No welcome awaited him at home, because he had failed in his mission. He gave to Mr. McKee a detailed account of his adventures in England, but I do not think anyone else ever heard from him a single word regarding the sad home at Haworth. But as long as he lived he regretted his helplessness to avenge the slight put upon his niece, and seemed to look on the miscarriage of his plans as the great failure of his life.

Since the foregoing article was put in type Doctor Wright has written to the editor of this magazine announcing that he has discovered the author of the “Quarterly” review. He says:

“Assuming the editor’s responsibility for the incriminated interpolations, who wrote the article itself? Secrets have a bad time of it in our day, and the authorship of the article is no longer a secret. As has been generally suspected, the writer was a woman, and that woman was Miss Rigby, the daughter of a Norwich doctor, and was better known as Lady Eastlake.

“The well-kept secret has been brought to light by Doctor Robertson Nicoll in the ‘Bookman’ of September, 1892. Doctor Nicoll found the key to the mystery in a letter written on March 31, 1849, by Sara Coleridge to Edward Quillman, and published in the ‘Memoirs and Letters of Sara Coleridge.’ The following is the passage referred to:

“‘Miss Rigby’s article on “Vanity Fair” was brilliant, as all her productions are. But I could not agree to the concluding remark about governesses. How could it benefit that uneasy class to reduce the number of their employers, which, if high salaries were considered in all cases indispensable, must necessarily be the result of such a state of opinion?’

“The ‘Quarterly’ article on ‘Vanity Fair’ dealt also with ‘Jane Eyre,’ and with the ‘Report of the Governesses’ Benevolent Institution for 1847,’ and it is without doubt the article referred to by Sara Coleridge.

“On this matter Sara Coleridge was not likely to be under any mistake. Miss Rigby was her intimate friend, and not likely to conceal from her so important a literary event as the production of a ‘Quarterly’ review.

“I am also informed that Mr. George Smith, the publisher of ‘Jane Eyre,’ declares without hesitation or doubt that he had always known that Lady Eastlake was the author of the ‘Quarterly’ article, and that he had declined to meet her at dinner on account of it.

“The fact that the brilliant Miss Rigby was the writer of the review greatly strengthens my interpolation theory. To me it seems beyond the range of things probable, that the pharisaic part of the article could have come from the same source as ‘Livonian Tales’ and the ‘Letters from the Shores of the Baltic.’
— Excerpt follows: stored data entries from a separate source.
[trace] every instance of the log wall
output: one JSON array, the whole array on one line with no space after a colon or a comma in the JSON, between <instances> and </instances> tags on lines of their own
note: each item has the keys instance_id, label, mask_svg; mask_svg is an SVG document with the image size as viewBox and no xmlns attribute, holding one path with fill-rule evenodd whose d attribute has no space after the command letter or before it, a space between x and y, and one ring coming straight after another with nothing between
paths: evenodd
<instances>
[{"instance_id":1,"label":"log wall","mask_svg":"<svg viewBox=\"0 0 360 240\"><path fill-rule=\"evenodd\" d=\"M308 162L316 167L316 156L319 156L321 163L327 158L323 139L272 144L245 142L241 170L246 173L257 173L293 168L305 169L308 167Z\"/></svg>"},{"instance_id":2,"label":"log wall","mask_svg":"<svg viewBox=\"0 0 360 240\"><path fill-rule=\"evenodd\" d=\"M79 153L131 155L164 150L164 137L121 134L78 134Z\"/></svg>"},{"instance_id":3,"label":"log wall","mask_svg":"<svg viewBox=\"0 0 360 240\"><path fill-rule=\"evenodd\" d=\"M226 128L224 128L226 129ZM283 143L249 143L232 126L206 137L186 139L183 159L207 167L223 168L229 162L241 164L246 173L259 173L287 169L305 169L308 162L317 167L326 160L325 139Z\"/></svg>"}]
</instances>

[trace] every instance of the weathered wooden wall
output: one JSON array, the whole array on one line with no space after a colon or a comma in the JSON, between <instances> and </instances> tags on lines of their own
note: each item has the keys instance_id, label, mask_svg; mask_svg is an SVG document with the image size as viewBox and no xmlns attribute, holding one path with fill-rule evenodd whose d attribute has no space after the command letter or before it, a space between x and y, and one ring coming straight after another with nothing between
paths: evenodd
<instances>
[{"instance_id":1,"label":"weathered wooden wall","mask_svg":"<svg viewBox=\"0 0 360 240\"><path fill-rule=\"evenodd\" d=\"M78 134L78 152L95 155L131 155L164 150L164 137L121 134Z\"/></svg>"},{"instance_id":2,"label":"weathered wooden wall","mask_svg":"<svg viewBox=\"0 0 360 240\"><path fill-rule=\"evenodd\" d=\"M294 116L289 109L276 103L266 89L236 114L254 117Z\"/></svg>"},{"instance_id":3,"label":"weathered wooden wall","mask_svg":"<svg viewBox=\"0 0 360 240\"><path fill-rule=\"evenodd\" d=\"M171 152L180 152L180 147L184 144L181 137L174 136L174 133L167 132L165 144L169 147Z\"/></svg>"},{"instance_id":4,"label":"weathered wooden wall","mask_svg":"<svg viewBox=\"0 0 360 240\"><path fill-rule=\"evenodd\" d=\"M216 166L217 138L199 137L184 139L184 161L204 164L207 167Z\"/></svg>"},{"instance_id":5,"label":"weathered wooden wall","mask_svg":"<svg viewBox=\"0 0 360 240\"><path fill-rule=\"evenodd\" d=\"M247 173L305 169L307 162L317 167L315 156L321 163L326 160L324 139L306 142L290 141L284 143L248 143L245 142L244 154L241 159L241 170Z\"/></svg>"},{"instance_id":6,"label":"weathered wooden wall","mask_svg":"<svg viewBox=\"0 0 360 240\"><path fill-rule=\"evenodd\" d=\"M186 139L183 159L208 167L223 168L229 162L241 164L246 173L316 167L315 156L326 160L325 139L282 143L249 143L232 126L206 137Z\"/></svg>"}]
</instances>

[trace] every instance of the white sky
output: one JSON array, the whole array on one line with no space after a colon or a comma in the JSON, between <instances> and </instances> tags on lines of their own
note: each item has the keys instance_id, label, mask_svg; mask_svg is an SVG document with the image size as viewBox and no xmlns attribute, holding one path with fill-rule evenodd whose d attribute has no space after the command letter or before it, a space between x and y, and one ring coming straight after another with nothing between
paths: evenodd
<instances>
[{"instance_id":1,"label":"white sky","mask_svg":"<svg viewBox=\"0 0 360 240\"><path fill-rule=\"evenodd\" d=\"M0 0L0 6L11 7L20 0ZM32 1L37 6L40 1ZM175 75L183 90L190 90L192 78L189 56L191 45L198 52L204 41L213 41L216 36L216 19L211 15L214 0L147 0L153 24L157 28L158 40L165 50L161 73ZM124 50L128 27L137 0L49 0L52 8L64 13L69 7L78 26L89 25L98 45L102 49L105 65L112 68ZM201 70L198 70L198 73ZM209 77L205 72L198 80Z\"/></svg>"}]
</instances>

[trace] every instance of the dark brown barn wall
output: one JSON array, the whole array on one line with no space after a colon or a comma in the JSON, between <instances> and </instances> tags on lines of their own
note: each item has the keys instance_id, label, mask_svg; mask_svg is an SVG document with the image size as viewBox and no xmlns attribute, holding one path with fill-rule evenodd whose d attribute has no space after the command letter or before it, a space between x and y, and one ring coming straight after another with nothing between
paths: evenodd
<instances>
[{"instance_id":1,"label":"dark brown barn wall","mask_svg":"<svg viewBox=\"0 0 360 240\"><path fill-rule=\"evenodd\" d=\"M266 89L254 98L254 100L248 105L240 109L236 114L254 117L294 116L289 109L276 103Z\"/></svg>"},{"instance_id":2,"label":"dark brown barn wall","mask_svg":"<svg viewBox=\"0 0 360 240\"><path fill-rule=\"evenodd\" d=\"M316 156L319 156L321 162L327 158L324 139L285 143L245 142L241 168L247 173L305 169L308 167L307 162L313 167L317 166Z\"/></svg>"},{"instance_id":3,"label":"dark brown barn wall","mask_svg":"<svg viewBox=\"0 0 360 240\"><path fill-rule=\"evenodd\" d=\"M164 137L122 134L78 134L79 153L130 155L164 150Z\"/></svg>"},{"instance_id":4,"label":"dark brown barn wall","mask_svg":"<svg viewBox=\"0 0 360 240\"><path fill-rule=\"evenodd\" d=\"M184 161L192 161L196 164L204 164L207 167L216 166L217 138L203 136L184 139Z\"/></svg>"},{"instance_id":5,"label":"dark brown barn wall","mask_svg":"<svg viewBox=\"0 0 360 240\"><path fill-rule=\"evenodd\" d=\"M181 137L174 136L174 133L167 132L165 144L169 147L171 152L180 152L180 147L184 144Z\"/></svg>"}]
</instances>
“The article is therefore of a composite character. It was written by Miss Rigby the year before her marriage with Sir Charles Lock Eastlake, and heavily edited during the reign of Lockhart. I know it will be said that the genial Lockhart would not have added the objectionable fustian to the superior material supplied by Miss Rigby; but I must repeat that it was his duty, as a mere matter of business, and a purely editorial affair, to maintain the traditional tone of the ‘Review.’”


[2]

The Reverend David McKee of Ballynaskeagh, a very successful school teacher, who prepared hundreds of boys for college. Among them was Captain Mayne Reid, who afterwards dedicated his book, “The White Chief,” to Mr. McKee. Ballynaskeagh, was the centre of mental activity for the country round about. Its master was the friend and neighbor of the Irish Brontës. He himself wrote several books, one of which led to the beginning of a temperance movement in Ireland. The writer of this article was his pupil at the time of the publication of “Jane Eyre,” and tells whereof he knows personally, as well as some things of which he was informed by Mr. McKee.

[3]

The December number of the “Quarterly Review” of 1848 is perhaps the most famous of the entire series. Its fame rests on a mystery which has baffled literary curiosity for close on half a century. “Who wrote the review of ‘Jane Eyre’?” is a question that has been asked by every contributor to English literature since the critique appeared. But thus far the question has been asked in vain.

The descendant and namesake of the eminent projector and proprietor of “The Quarterly” does not feel at liberty to solve the mystery by revealing the writer. I admire the loyalty of John Murray to a servant whose work has attained an evil pre-eminence. It is interesting to know, in these prying and babbling times, that in the house of Murray the secret of even a supposed ruffian is safe to the third generation.